Sublinear message bounds of authenticated implicit Byzantine agreement

This paper studies the message complexity of authenticated Byzantine agreement (BA) in synchronous, fully-connected distributed networks under an honest majority. We focus on the so-called implicit Byzantine agreement problem where each node starts with an input value and at the end a non-empty subset of the honest nodes should agree on a common input value by satisfying the BA properties (i.e., there can be undecided nodes)³. We show that a sublinear (in n, number of nodes) message complexity BA protocol under honest majority is possible in the standard PKI model when the nodes have access to an unbiased global coin and hash function. In particular, we present a randomized Byzantine agreement algorithm which, with high probability achieves implicit agreement, uses $\tilde{O}\left(\sqrt{n}\right)$ messages, and runs in $\tilde{O}\left(1\right)$ rounds while tolerating $(1/2-ϵ)n$ Byzantine nodes for any fixed $ϵ>0$, the notation $\tilde{O}$ hides a $O\left(\mathrm{polylog}n\right)$ factor⁴. The algorithm requires standard cryptographic setup PKI and hash function with a static Byzantine adversary.

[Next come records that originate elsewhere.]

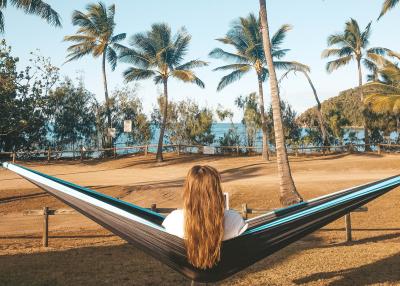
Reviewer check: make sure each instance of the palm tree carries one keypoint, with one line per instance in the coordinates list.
(388, 5)
(158, 55)
(288, 192)
(33, 7)
(95, 36)
(245, 37)
(305, 71)
(351, 45)
(388, 78)
(386, 103)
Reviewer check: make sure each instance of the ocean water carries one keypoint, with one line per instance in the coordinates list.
(219, 129)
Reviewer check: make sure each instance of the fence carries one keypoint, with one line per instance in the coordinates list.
(51, 154)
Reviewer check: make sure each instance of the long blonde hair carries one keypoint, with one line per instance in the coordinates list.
(204, 216)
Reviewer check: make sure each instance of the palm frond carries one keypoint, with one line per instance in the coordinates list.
(118, 38)
(134, 57)
(80, 38)
(384, 103)
(39, 8)
(111, 57)
(179, 47)
(264, 74)
(284, 65)
(219, 53)
(82, 20)
(230, 78)
(336, 39)
(1, 22)
(233, 67)
(187, 76)
(78, 51)
(192, 64)
(280, 35)
(394, 54)
(335, 64)
(133, 74)
(278, 54)
(388, 5)
(365, 35)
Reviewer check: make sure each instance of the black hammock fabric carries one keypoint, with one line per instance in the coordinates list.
(266, 234)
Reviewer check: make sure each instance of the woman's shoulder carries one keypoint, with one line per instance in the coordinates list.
(232, 214)
(234, 225)
(173, 217)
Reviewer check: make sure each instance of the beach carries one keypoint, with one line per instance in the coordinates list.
(81, 252)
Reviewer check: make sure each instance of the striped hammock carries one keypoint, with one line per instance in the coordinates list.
(265, 235)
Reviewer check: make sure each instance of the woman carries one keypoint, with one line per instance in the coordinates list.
(203, 222)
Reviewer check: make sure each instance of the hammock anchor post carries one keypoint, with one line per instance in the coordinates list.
(347, 219)
(45, 238)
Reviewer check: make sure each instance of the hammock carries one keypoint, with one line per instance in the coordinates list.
(265, 235)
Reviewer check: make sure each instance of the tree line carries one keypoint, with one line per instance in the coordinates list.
(159, 54)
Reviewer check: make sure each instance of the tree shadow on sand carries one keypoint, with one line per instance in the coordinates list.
(382, 271)
(107, 265)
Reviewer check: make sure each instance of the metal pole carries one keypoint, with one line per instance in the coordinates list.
(348, 227)
(244, 210)
(45, 238)
(49, 154)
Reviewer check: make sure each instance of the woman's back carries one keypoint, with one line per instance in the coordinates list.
(234, 225)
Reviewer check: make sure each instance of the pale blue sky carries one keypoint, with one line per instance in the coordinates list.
(312, 20)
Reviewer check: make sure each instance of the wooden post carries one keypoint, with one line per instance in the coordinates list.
(351, 148)
(347, 219)
(244, 211)
(45, 238)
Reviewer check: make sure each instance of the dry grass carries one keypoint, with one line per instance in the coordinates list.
(82, 253)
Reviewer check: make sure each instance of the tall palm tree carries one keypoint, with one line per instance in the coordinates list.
(305, 71)
(351, 45)
(388, 5)
(245, 37)
(388, 104)
(389, 80)
(288, 192)
(158, 54)
(33, 7)
(95, 36)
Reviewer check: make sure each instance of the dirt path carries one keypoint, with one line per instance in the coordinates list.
(82, 253)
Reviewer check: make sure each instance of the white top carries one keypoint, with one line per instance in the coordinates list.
(234, 225)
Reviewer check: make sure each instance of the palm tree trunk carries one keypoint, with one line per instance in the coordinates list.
(319, 112)
(288, 192)
(398, 128)
(106, 95)
(159, 156)
(364, 109)
(265, 149)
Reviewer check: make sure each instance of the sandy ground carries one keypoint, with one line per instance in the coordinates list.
(82, 253)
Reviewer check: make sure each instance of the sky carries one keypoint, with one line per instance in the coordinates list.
(312, 20)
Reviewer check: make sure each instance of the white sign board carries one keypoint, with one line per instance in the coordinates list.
(127, 126)
(111, 132)
(208, 150)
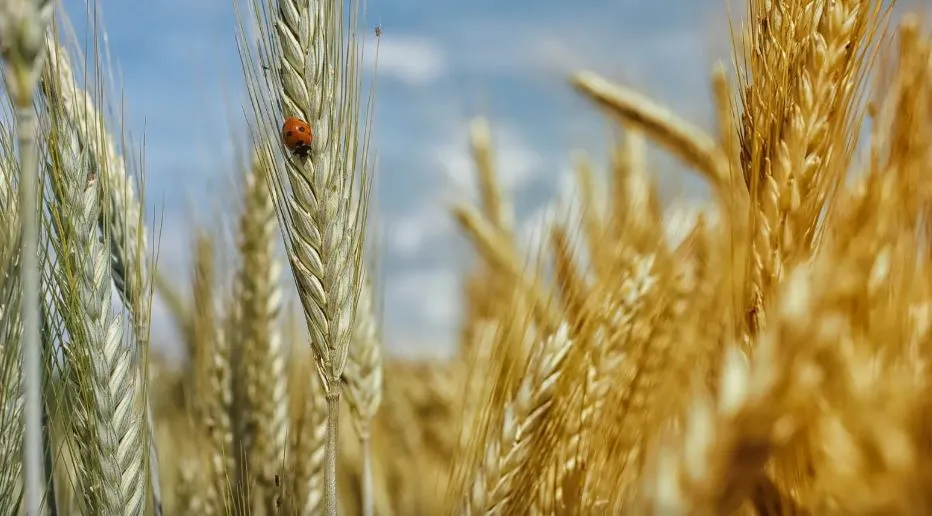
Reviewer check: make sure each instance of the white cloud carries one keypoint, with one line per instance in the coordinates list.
(564, 209)
(410, 233)
(432, 299)
(516, 162)
(411, 60)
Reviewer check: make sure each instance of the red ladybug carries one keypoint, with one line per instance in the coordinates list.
(297, 136)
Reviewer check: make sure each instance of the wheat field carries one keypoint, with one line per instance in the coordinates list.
(775, 358)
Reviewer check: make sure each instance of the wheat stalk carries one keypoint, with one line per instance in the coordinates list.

The algorithm works in the CONGEST model and each node does not need to know the identity of its neighbors, i.e., works in the $K{T}_0$ model. The message complexity (and also the time complexity) of our algorithm is optimal up to a polylog n factor, as we show a $\Omega \left(\sqrt{n}\right)$ lower bound on the message complexity. We further extend the result to Byzantine subset agreement, where a non-empty subset of nodes should agree on a common value. Lastly, we analyze several relevant results that follow from the construction of the main result.

To the best of our knowledge, this is the first sublinear message complexity result of Byzantine agreement. A quadratic message lower bound is known for any deterministic BA protocol (due to Dolev-Reischuk [JACM 1985]). The existing randomized BA protocols have at least quadratic message complexity in the honest majority setting. Our result shows the power of a global coin in achieving significant improvement over the existing results. It can be viewed as a step towards understanding the message complexity of randomized Byzantine agreement in distributed networks with PKI.